The smaller markets of Southeast Asia, Thailand, Malaysia, Vietnam, and Indonesia, also offer potential. Although they only account for around 1.5% of German exports, increased efforts are worthwhile, since international corporations are active in these countries, also as an alternative location to China. This increases the demand for higher quality, state-of-the-art production technology. However, competition with Japan, China, and other Asian manufacturers in their home region is fierce.
New customers need new solutions
The transformation process in the automotive industry from combustion engines to electric drives with its current very bumpy development is motivating machine tool manufacturers to tap into other customer sectors. ‘The transformation process will take place without structural changes at suppliers and equipment suppliers,’ says Bernhard. Accordingly, the sector has already reduced the proportion of its deliveries to the automotive and supplier industries. In the VDW customer structure survey for 2023, 27.2% of production went to the automotive industry instead of 31.1% two years earlier. Mechanical engineering is now the most important customer with 30.1%.

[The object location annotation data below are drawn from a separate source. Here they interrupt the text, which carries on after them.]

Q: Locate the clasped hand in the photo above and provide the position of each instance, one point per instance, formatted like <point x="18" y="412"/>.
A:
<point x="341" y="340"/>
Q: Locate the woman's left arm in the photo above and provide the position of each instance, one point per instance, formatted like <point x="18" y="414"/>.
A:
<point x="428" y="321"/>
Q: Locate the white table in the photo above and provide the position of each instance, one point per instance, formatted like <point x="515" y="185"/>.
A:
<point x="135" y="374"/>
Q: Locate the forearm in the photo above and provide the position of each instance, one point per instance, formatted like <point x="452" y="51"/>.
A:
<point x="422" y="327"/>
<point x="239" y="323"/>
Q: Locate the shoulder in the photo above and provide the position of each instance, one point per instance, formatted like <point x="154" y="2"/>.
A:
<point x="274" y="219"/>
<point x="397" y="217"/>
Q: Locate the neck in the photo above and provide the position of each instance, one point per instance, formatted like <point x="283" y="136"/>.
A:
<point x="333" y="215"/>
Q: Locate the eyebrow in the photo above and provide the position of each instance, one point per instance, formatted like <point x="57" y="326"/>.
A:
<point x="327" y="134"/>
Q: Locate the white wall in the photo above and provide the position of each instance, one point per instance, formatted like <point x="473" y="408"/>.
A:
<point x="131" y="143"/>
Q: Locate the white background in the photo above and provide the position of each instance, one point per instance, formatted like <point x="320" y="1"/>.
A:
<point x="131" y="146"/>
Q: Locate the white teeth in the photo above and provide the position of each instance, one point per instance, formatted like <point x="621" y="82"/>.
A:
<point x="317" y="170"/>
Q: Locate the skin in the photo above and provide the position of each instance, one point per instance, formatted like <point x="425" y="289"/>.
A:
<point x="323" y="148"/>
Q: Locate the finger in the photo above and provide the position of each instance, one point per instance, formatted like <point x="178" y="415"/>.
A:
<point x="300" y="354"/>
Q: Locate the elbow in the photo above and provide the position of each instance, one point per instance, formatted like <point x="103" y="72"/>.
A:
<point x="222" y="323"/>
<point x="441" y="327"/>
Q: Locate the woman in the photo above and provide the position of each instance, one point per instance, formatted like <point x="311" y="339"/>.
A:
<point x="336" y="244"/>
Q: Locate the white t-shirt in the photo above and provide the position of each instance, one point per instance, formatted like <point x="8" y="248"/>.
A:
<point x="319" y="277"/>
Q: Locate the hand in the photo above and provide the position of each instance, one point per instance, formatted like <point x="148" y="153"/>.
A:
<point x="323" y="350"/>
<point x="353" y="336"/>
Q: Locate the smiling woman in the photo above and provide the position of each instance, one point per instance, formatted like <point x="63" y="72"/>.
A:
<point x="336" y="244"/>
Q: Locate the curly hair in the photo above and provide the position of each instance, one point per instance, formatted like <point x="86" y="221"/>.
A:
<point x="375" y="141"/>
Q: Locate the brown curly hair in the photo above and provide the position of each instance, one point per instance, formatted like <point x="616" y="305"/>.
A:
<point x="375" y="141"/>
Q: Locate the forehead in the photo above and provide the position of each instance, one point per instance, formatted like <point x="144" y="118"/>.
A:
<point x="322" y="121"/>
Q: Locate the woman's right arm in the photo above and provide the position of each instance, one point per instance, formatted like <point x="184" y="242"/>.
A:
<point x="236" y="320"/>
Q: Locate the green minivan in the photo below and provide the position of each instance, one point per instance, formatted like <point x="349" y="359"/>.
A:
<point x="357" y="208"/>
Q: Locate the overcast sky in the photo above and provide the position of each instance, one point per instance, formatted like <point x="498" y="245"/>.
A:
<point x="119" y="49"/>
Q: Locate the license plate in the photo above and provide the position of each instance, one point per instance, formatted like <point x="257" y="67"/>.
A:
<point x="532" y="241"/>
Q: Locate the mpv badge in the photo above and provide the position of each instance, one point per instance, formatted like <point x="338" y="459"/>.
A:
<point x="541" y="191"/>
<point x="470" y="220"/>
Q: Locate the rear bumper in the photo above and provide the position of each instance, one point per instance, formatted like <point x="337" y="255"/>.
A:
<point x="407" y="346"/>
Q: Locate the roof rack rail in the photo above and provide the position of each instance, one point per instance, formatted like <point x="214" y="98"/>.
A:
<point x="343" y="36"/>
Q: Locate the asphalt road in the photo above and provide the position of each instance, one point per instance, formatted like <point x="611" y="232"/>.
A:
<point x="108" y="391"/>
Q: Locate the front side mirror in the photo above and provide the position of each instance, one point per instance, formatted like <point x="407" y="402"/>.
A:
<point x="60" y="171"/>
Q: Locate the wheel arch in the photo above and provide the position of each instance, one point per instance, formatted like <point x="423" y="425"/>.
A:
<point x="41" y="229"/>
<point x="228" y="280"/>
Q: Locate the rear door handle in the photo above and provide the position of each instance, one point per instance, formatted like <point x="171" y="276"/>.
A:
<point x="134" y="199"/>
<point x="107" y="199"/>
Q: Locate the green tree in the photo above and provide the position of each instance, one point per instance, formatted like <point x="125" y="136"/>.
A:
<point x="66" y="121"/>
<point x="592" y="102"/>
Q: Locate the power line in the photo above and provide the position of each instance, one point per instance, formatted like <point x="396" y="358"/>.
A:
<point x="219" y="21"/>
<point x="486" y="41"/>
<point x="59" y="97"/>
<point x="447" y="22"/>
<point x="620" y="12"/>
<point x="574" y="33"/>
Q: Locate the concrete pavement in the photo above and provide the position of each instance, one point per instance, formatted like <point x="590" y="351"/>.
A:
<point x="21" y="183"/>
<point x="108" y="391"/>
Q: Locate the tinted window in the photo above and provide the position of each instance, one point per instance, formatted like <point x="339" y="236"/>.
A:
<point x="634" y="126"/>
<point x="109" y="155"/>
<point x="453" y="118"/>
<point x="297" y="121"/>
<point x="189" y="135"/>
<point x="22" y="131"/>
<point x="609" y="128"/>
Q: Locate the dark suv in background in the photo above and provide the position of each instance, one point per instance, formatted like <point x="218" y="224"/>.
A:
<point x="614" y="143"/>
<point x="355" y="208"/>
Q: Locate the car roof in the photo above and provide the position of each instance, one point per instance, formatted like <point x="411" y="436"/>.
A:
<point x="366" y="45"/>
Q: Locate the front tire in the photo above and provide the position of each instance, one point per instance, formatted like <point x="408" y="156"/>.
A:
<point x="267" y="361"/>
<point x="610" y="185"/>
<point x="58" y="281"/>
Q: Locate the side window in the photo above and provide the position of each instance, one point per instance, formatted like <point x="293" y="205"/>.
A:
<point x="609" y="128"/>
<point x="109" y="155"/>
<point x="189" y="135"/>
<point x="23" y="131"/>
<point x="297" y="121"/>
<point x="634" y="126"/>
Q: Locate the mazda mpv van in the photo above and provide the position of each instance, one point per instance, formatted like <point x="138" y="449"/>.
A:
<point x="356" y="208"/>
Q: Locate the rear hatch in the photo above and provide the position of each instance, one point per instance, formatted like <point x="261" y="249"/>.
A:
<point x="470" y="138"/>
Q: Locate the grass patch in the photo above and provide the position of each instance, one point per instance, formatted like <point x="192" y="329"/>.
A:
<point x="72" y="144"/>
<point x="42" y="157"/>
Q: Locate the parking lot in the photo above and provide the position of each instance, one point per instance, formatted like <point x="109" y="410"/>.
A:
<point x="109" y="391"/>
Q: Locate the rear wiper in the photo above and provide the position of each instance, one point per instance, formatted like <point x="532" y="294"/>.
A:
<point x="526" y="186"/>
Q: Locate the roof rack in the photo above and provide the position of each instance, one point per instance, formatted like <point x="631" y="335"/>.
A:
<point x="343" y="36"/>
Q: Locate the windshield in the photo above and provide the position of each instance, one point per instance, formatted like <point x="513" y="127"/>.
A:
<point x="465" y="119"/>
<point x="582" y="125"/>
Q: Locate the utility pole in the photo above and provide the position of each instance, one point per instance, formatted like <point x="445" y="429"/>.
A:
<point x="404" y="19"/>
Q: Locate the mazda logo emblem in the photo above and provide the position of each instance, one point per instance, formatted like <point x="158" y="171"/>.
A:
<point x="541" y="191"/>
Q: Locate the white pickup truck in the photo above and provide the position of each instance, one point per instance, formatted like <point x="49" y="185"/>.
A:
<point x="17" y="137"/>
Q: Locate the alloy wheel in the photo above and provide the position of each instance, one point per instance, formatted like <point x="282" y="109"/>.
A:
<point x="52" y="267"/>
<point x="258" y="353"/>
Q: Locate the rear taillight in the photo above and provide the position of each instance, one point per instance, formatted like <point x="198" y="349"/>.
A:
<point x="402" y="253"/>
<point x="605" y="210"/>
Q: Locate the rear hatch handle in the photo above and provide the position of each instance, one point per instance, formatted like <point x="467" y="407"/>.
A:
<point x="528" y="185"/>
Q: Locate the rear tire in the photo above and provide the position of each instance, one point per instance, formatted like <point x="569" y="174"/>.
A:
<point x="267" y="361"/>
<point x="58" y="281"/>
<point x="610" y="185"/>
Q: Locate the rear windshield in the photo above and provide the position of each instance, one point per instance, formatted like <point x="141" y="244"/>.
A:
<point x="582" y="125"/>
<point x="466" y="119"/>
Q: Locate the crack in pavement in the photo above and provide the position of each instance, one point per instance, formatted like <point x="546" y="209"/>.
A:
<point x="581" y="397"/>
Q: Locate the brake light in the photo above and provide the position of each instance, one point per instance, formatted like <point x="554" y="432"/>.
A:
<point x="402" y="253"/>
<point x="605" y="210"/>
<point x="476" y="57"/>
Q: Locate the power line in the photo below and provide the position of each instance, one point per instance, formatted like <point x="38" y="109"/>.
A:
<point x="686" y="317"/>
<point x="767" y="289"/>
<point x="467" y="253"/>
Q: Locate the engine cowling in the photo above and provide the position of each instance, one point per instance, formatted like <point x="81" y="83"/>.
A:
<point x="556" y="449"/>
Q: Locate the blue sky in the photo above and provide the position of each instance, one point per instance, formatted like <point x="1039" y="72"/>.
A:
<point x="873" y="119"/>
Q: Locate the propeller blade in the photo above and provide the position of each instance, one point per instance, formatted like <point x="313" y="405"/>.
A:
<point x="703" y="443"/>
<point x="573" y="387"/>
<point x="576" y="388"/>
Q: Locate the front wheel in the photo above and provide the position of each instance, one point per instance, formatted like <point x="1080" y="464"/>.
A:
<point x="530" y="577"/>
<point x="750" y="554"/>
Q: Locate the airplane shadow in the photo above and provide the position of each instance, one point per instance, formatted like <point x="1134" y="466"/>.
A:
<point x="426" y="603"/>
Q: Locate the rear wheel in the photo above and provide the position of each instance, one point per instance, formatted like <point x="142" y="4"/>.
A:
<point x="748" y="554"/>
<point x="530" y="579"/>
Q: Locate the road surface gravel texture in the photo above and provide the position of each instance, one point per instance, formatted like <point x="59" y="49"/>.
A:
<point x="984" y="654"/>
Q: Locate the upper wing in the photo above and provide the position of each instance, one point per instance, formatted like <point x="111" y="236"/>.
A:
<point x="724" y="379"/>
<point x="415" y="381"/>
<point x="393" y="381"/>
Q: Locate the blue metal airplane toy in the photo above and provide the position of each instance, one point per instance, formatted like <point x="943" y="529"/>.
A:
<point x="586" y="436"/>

Other sectors are also gaining in importance and new business areas are developing. The aviation industry is investing in more fuel-efficient fleets. Medical technology is playing an increasingly important role in an aging society. The energy transition is leading to investments in wind power, solar energy, hydrogen technology, carbon capture and storage, and heat pumps. Expenditure on defence and armaments will increase in the countries as a result of Russia's war in Ukraine. And the sharp increase in digitalization and networking is strengthening the electronics industry, for example with the production of cutting-edge chips or the expansion of server farms. Diversification into new customer groups requires an adaptation of the range of solutions. This is where companies can play to their strengths. The drivers of modern production technology are automation and digitalization, reinforced by the shortage of labour, but also sustainability. ‘There are still major challenges for German and European industry. Our companies will do their homework. I have no worries about that,’ concludes Bernhard.